Sneddon–Wilkinson disease is an inflammatory condition characterized by the infiltration of subcorneal neutrophils.8 The etiology of SWD is not completely clear; some cases are associated with systemic or extracutaneous conditions such as inflammatory disease and hematologic disorders.9 In rare cases, induced by SARS-CoV-2 infection10 and COVID-19 vaccines,11 the affected population associated with COVID-19 in above cases are relatively young with mild symptoms, and the condition could generally be cured with conventional therapy without recurrence. As is known to all, inactivated COVID-19 vaccines contain viruses whose genetic material has been destroyed but can still trigger an immune response,12 we suspect there are certain antigens both COVID-19 virus and vaccine have that could trigger certain SWDs.

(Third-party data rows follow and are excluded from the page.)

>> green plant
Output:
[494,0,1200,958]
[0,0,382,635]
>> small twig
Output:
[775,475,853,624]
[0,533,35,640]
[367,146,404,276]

Experiments in animals have shown that SARS-CoV-2 virus relies on obligate receptor, angiotensin-converting enzyme 2 (ACE2), to enter cells, inducing infection.13 And a high expression of ACE2 has been observed in keratinocytes,14 which indicates that keratinocytes are more likely to be infected by the virus than other cells with less ACE2. Upon infection, infected cells would release inflammatory cytokines to recruit large numbers of granulocytes,15 which may reveal the neutrophil aggregation and pustule formation in SWDs. Since the vaccine of COVID-19 has the similar structure with the COVID-19 virus, the mechanism of vaccine-induced SWD may be the same. In addition, other neutrophilic cutaneous reactions induced by COVID-19 vaccine including Sweet syndrome,16 facial pustular neutrophilic eruption,17 as well as generalized pustular psoriasis18 already have been reported.

Conclusion

In the present case, the patient had a red rash after the first injection of the SARS-CoV-2 vaccine, but she did not raise concerns, and with increased exposure, the symptoms were more severe, although causality cannot be definitively established, the temporal association with vaccination and absence of other potential triggers strongly suggest a vaccine-related etiology. The case underlines that COVID-19 vaccination may act as a trigger for atypical SWD with a good prognosis following standard treatment, and explains the probable link between SWD and SARS-CoV-2 vaccine.

Patient Consent Statement

Written informed consent was obtained from the patient for the publication of this case report and any accompanying images.

Institutional Review Board Approval

This study received approval from the Institutional Research Ethics Committee of the Hangzhou Third People’s Hospital and the approval consent number was 2025KA001.

Funding

There is no funding to report.

Disclosure

The authors declare they have no conflicts of interest in this work.